ALEXANDER I AT THE CAPITULATION OF PARIS (1814 A.D.)

The success at Paris was dearly bought; on the day of the battle the allies lost 8,400 men, of whom 6,000 were Russians. The magnitude of the losses is explained by the absence of unity in the operations of the allies and the consequent want of simultaneousness in the attacks from all parts of the allied army. However, the success of the day dealt a direct and decisive blow at the very strongest part of the enemy’s position. While negotiations were being carried on with the French marshals for the surrender of Paris, the emperor Alexander made the tour of the troops, which were disposed near Belleville and Chaumont, and congratulated them on the victory; he then raised Count Barclay de Tolly to the rank of field-marshal. After that he returned to Bondy.

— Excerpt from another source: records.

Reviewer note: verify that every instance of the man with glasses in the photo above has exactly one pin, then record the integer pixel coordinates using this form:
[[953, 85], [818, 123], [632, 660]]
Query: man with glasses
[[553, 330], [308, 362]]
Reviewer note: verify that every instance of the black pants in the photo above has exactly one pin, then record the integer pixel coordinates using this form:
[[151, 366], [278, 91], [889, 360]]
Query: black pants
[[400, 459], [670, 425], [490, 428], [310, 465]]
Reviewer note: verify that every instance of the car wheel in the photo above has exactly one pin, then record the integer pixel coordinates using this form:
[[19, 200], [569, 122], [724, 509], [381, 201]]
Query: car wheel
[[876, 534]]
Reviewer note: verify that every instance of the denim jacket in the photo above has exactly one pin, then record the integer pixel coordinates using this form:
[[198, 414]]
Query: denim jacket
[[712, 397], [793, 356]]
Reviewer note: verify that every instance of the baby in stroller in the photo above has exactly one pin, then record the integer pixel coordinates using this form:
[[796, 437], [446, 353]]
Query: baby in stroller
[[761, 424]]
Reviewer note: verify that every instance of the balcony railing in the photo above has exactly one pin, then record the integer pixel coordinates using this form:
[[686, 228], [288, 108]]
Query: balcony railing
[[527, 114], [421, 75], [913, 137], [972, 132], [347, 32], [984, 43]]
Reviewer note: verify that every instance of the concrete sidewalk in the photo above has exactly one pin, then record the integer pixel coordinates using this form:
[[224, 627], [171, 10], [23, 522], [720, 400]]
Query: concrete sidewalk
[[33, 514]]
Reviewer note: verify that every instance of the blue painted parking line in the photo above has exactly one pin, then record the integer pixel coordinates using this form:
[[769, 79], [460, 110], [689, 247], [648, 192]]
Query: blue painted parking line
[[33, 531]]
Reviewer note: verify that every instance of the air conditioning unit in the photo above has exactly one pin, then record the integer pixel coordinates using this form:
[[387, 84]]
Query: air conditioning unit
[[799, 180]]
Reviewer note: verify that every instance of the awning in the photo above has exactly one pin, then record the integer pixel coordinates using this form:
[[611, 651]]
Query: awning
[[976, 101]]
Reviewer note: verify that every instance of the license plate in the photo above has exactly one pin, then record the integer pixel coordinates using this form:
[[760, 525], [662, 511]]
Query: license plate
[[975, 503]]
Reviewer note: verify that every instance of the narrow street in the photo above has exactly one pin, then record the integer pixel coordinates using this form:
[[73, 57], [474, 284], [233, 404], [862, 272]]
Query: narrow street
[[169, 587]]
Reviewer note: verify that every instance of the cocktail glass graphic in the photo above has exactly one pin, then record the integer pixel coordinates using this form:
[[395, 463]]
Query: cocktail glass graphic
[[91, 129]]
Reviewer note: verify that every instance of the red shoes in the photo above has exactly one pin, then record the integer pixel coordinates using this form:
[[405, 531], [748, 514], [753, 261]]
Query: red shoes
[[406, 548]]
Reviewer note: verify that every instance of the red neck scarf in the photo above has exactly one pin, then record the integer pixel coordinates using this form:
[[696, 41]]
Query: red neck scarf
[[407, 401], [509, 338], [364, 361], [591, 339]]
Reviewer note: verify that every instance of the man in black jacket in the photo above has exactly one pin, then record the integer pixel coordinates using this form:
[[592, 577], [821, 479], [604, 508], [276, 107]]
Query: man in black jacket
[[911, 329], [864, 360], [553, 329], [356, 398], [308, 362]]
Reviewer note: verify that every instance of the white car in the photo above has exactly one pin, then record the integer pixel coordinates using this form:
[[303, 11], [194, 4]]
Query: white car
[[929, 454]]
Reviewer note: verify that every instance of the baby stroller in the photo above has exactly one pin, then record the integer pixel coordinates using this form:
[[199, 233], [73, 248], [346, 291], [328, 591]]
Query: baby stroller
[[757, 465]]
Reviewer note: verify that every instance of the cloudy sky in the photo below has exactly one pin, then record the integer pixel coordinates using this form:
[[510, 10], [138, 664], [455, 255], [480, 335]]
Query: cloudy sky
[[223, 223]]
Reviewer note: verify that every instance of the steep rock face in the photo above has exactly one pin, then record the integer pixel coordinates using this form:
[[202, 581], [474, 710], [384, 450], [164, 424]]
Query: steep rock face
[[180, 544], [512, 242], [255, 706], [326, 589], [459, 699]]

Meanwhile negotiations for the capitulation of Paris were being carried on in a house occupied by Marshal Marmont. There a large company had assembled anxiously awaiting the decision of the fate of Paris. At the head of those present was Talleyrand. An agreement between the French and the representatives of the allied armies was at last arrived at, and at the third hour after midnight the capitulation of Paris, composed by M. F. Orlov, was signed; the victors, however, had to give up their original stipulation that the French troops which had defended Paris should retire by the Brittany route. In the concluding 8th article of the capitulation, specially referring to the approaching occupation of Paris by the allies, it was said that the town of Paris was recommended to the generosity of the allied powers.